Sometime on Thursday afternoon, the Carnival Triumph will dock in Mobile, Ala., after four or so days adrift without power in the Gulf of Mexico. So how bad is it?
Much of the ship’s electrical power went down in the fire, causing widespread malfunctions, including taking out sanitary systems.
Passengers have reported sewage sloshing around in hallways, flooded rooms and trouble getting enough to eat.
“It’s disgusting. It’s the worst thing ever,” passenger Ann Barlow told CNN.
“From what I understand, they’re walking around in a lot of urine and fecal matter, and the sewers are backing up,” McKerreghan said. Her doctor gave her antibiotics to give her daughter as soon as she gets on land. A checkup will follow as soon as possible.
People are supposedly going to the bathroom in bags. The stench inside the ship is unbearable. Passengers are eating onion sandwiches (what? no mayo?).
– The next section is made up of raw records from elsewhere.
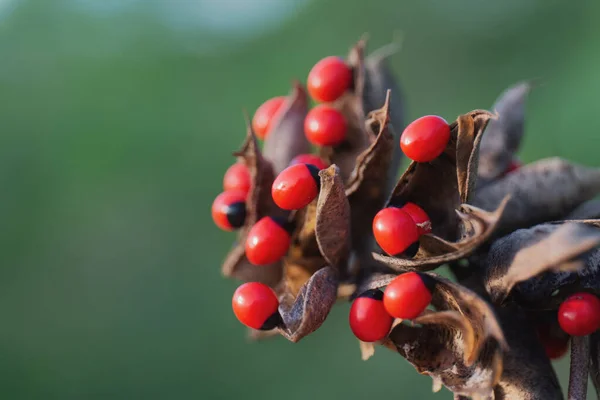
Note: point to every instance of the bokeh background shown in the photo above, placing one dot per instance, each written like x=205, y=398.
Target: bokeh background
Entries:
x=117, y=120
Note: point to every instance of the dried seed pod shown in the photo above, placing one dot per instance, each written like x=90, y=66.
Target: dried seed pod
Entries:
x=530, y=265
x=378, y=81
x=258, y=205
x=460, y=344
x=440, y=187
x=503, y=136
x=542, y=191
x=286, y=139
x=371, y=84
x=366, y=185
x=306, y=312
x=477, y=226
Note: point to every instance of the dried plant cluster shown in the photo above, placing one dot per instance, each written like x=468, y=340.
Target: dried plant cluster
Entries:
x=517, y=243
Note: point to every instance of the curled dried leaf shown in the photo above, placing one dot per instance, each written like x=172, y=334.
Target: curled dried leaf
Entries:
x=533, y=263
x=460, y=344
x=476, y=226
x=332, y=228
x=378, y=80
x=542, y=191
x=366, y=185
x=351, y=106
x=259, y=204
x=442, y=185
x=286, y=138
x=527, y=372
x=503, y=136
x=306, y=312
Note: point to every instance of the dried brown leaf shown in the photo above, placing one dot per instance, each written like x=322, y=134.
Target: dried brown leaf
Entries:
x=440, y=186
x=366, y=185
x=259, y=204
x=306, y=312
x=333, y=218
x=378, y=80
x=286, y=138
x=351, y=106
x=534, y=263
x=527, y=372
x=542, y=191
x=503, y=136
x=476, y=226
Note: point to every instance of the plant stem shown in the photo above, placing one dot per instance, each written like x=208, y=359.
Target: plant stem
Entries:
x=580, y=354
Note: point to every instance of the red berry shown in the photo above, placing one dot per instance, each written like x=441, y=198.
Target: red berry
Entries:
x=325, y=126
x=267, y=242
x=425, y=139
x=229, y=210
x=261, y=122
x=394, y=230
x=255, y=305
x=329, y=79
x=368, y=319
x=237, y=177
x=513, y=166
x=407, y=296
x=579, y=314
x=419, y=216
x=310, y=159
x=555, y=345
x=296, y=186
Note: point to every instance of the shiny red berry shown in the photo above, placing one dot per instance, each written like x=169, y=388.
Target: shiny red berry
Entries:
x=408, y=295
x=237, y=177
x=556, y=344
x=368, y=319
x=329, y=79
x=419, y=216
x=261, y=122
x=309, y=159
x=229, y=210
x=255, y=305
x=425, y=138
x=394, y=230
x=296, y=186
x=267, y=242
x=579, y=314
x=325, y=126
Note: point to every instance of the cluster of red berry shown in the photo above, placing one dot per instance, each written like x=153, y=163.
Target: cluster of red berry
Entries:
x=406, y=297
x=396, y=228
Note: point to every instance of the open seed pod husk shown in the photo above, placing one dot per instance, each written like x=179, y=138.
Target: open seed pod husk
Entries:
x=372, y=82
x=442, y=187
x=459, y=345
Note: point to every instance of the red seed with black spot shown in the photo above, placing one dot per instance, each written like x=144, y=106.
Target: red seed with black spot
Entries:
x=296, y=186
x=267, y=242
x=229, y=210
x=368, y=319
x=408, y=295
x=256, y=306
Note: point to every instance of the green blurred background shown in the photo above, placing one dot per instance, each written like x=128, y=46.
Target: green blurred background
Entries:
x=117, y=121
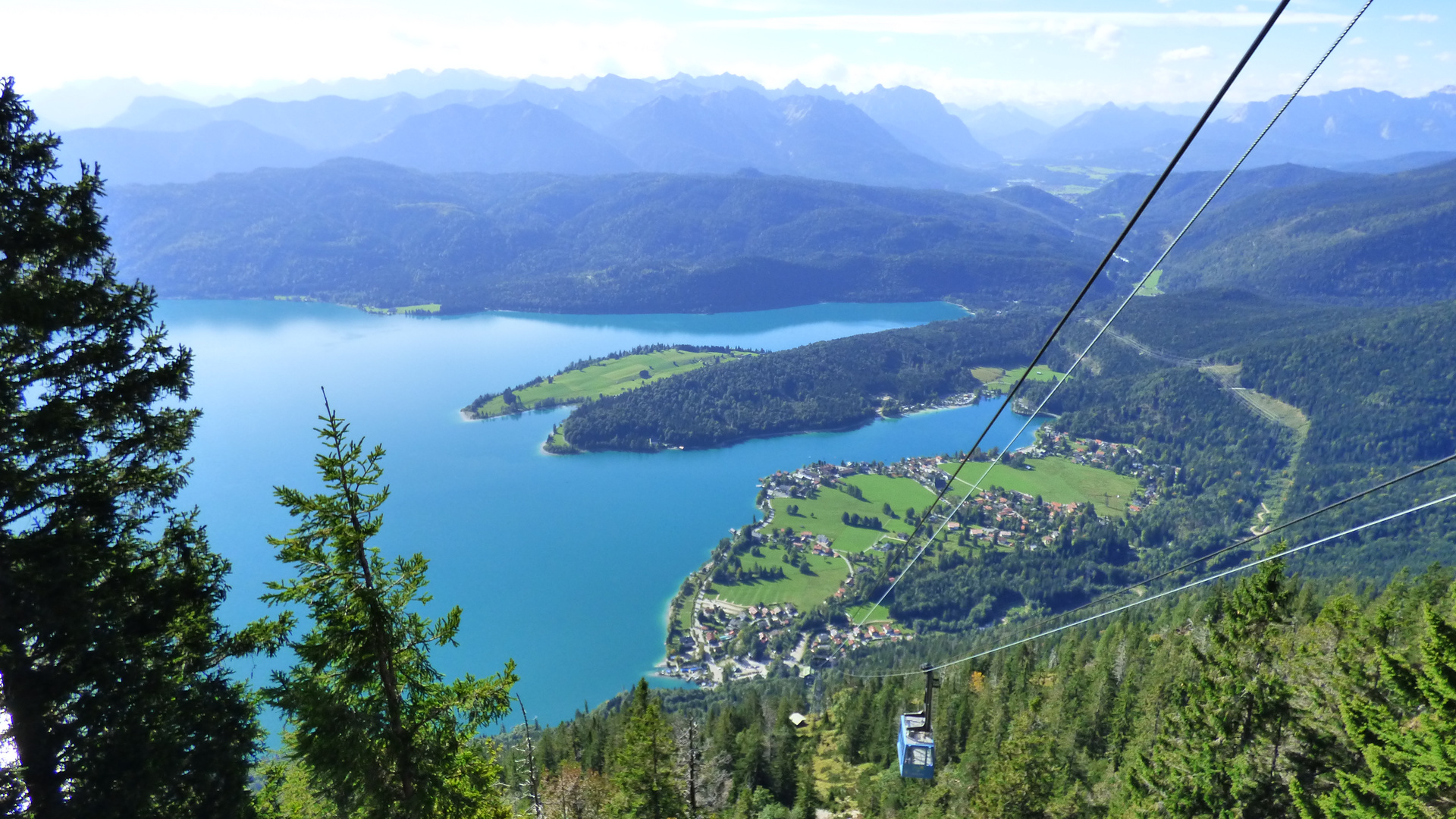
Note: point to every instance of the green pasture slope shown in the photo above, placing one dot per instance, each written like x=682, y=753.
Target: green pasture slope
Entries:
x=1150, y=287
x=821, y=513
x=607, y=376
x=1002, y=381
x=804, y=591
x=1056, y=480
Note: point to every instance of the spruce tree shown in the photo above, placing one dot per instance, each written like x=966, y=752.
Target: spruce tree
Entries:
x=1405, y=732
x=375, y=726
x=1219, y=752
x=111, y=654
x=644, y=767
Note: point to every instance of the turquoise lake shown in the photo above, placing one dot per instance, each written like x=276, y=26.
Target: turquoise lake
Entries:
x=563, y=563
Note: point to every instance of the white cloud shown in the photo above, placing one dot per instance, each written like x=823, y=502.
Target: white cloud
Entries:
x=237, y=44
x=1019, y=22
x=1103, y=41
x=1184, y=55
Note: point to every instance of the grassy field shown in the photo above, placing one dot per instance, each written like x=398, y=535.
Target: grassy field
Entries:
x=856, y=614
x=609, y=376
x=821, y=515
x=1002, y=381
x=804, y=591
x=1150, y=286
x=1286, y=414
x=1057, y=480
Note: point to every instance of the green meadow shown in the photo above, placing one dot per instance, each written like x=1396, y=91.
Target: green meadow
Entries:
x=1002, y=381
x=609, y=376
x=804, y=591
x=1150, y=286
x=821, y=515
x=1056, y=480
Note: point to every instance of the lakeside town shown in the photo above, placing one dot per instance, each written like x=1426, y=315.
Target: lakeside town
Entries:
x=714, y=639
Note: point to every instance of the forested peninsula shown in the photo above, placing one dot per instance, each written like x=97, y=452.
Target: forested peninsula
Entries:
x=820, y=387
x=593, y=379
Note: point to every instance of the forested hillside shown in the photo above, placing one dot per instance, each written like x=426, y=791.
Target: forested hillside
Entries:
x=366, y=234
x=1373, y=240
x=1266, y=697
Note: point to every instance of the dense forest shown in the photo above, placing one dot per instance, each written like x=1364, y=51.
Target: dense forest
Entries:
x=367, y=234
x=827, y=385
x=1270, y=695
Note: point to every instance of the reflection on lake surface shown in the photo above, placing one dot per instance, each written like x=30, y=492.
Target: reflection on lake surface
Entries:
x=564, y=563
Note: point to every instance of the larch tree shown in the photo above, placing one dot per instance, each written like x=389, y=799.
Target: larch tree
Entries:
x=111, y=654
x=373, y=725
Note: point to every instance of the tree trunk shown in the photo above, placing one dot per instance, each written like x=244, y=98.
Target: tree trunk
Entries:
x=36, y=744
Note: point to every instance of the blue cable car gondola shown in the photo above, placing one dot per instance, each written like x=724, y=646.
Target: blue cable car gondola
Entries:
x=915, y=745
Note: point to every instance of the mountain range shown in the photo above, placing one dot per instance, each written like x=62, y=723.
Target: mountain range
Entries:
x=364, y=232
x=897, y=136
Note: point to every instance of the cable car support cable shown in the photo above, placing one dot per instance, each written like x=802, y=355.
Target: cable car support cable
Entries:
x=1076, y=302
x=1161, y=595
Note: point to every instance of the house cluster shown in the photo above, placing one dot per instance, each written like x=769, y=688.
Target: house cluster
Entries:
x=804, y=480
x=849, y=637
x=959, y=400
x=995, y=518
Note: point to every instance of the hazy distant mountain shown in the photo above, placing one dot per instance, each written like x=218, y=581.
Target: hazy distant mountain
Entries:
x=807, y=136
x=500, y=139
x=143, y=110
x=411, y=82
x=1003, y=129
x=912, y=145
x=363, y=232
x=180, y=156
x=1123, y=139
x=1106, y=210
x=1327, y=130
x=327, y=123
x=1398, y=164
x=1335, y=129
x=88, y=104
x=922, y=124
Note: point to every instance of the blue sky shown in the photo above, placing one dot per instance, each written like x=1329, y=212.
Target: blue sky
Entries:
x=968, y=52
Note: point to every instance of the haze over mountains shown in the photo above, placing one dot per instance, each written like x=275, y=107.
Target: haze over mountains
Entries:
x=724, y=123
x=720, y=194
x=364, y=232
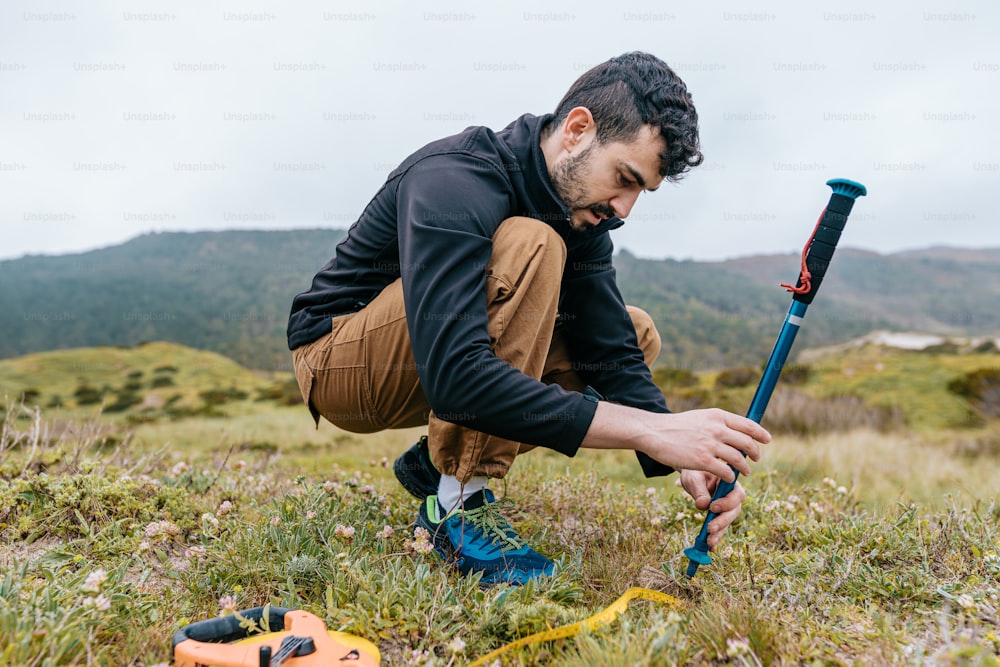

I was reminded of survivalist author Sam Sheridan’s observation in the Wall Street Journal that “People don’t degenerate into wild animals when disaster strikes. That’s a myth pushed by Hollywood and people trying to sell you something. Sociologists find that the vast majority of people behave well in a crunch.” But do the vast majority of people behave well in a cruise crunch?
According to CNN.com,
“[Passenger] Hilton stood in line for three hours waiting for something to eat, her sister said.
“People ahead of her hoarded food,” Stanfield said. “By the time she got up there, all she could get was a hamburger and some waters.”
At the very least, all the passengers are getting full refunds, free hotel rooms, and free airfare. (And the memories will last a lifetime!)